Introduction

SSARE is an open-source service designed to orchestrate the collection, processing, and analysis of news articles, with a focus on political intelligence.

SSARE stands for Semantic Search Article Recommendation Engine.

Key Features:

Scraping

Ingest data from arbitrary sourcing scripts

Vector Processing

Convert articles into vector representations

Entity Recognition

Identify entities like locations, persons, and organizations

Geocoding

Convert recognized locations to geographical coordinates

Storage

Store articles and metadata in SQL and vector databases

Querying

Provide endpoints for semantic search and recommendations

LLM Classification

Use natural language models to organize, label, and rate data

Local LLM Support

Integrate with Ollama for on-premise LLM processing

Structured Output

Leverage Instructor for generating structured data from LLMs

Orchestration

Manage and schedule tasks efficiently using Prefect, a workflow orchestration and observation tool. It can be observed in the SSARE Dashboard.

Quick Start

  1. Get SSARE up and running in minutes:
bash
git clone https://github.com/open-politics/SSARE.git
cd SSARE
mv .env.example .env
docker-compose up --build

Access the dashboard at

bash
http://localhost:8089/

Architecture

Our data engine consists of several pipelines packaged in individual Docker instances. Each of these acts like a serverless or ETL workflow, engineering new features upon the base doc format.

This modular approach allows for the seamless integration of new features and data sources.

Orchestration & observation

Prefect

Services

Databases

Flows

Ingestion Process

Ingestion Process

Collect Articles

Scraper scripts collect articles from various sources. Sources can be adjusted with custom source scripts, just make them return:

url, headline, paragraphs and source in a csv file.

This flexibility allows you to integrate various data sources into the SSARE pipeline.

Process Articles

Articles are processed for new features.
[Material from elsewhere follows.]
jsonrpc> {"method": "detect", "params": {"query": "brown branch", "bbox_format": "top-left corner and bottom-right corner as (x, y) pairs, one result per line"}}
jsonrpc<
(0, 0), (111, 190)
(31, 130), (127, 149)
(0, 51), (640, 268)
Each of the following steps is a microservice roughly working in the same way:

Vector Representation

Convert article text into numerical vectors for semantic analysis.

Entity Extraction

Identify and extract named entities such as persons, organizations, and locations.

Geocoding

Convert extracted location entities to geographical coordinates.

Classification

LLMs are used to classify the article into the categories you want to use. With instructor you can choose any dimension that you wish to analyse your data by. You can use str, int, List[str] and most other regular types supported by Pydantic models to define your classification schema. This flexibility allows you to tailor the classification to your specific needs and extract structured information from the articles efficiently.

You can use local llms with Ollama through SSARE, just change LOCAL_LLM=True in the .env.

These examples demonstrate how you can create custom intelligence systems to extract specific metrics from articles, tailored to your analysis needs.

Store Data

Processed data is stored in PostgreSQL and vector databases.

Access

API endpoints allow for querying and retrieval of processed data. Here’s a detailed breakdown of the API endpoint for retrieving articles:

Get Articles

This endpoint allows you to retrieve articles with various filtering options. It supports both text-based and semantic search, and can filter articles based on the presence of embeddings, geocoding, entities, and classifications.

The response will include detailed information about each article, including its content, associated entities, tags, and classification (if available).

Adding Sources

1

Create Scraping/ Sourcing Script

To add a new source to SSARE, create a scraping script in the scraper_service/scrapers folder. That doesn’t necessarily need to be scraping script, it can also be just a function where you load data e.g. from an S3 Storage Bucket.

2

Define Output

Ensure your script outputs a DataFrame with the following columns:

| url | headline | paragraphs | source |

3

Integrate with SSARE

Add your new scraper to the SSARE pipeline for automatic processing.

Use Cases

Entity Ranking

Retrieve and rank entities from your processed articles:

GeoJSON Generation

Create GeoJSON features from the locations in your data:

Roadmap

Custom Embedding Models

Support for user-defined embedding models

Enhanced Geocoding

Improve accuracy and coverage of location data

Kubernetes Orchestration

Scalable deployment with Kubernetes

Expanded Scraper Support

We are looking forward to creating “flavors” of information spaces. This will need flexible and modular scraping.

Knowledge Graphs

Implement knowledge graph capabilities for enhanced data relationships

GraphRAG

Integrate Graph Retrieval-Augmented Generation for improved context understanding

Custom Information Spaces

Our initial focus is on international politics and global news. We aim to expand this to individual information spaces for more granular coverage. We’re also working towards multi-region and multi-language support.

Contributing

We welcome contributions from developers, data scientists, and political enthusiasts. To contribute:

  1. Fork the repository
  2. Create a new branch for your feature
  3. Commit your changes
  4. Open a pull request

For major changes, please open an issue first to discuss what you would like to change.

License

SSARE is distributed under the MIT License. See the LICENSE file in the repository for full details.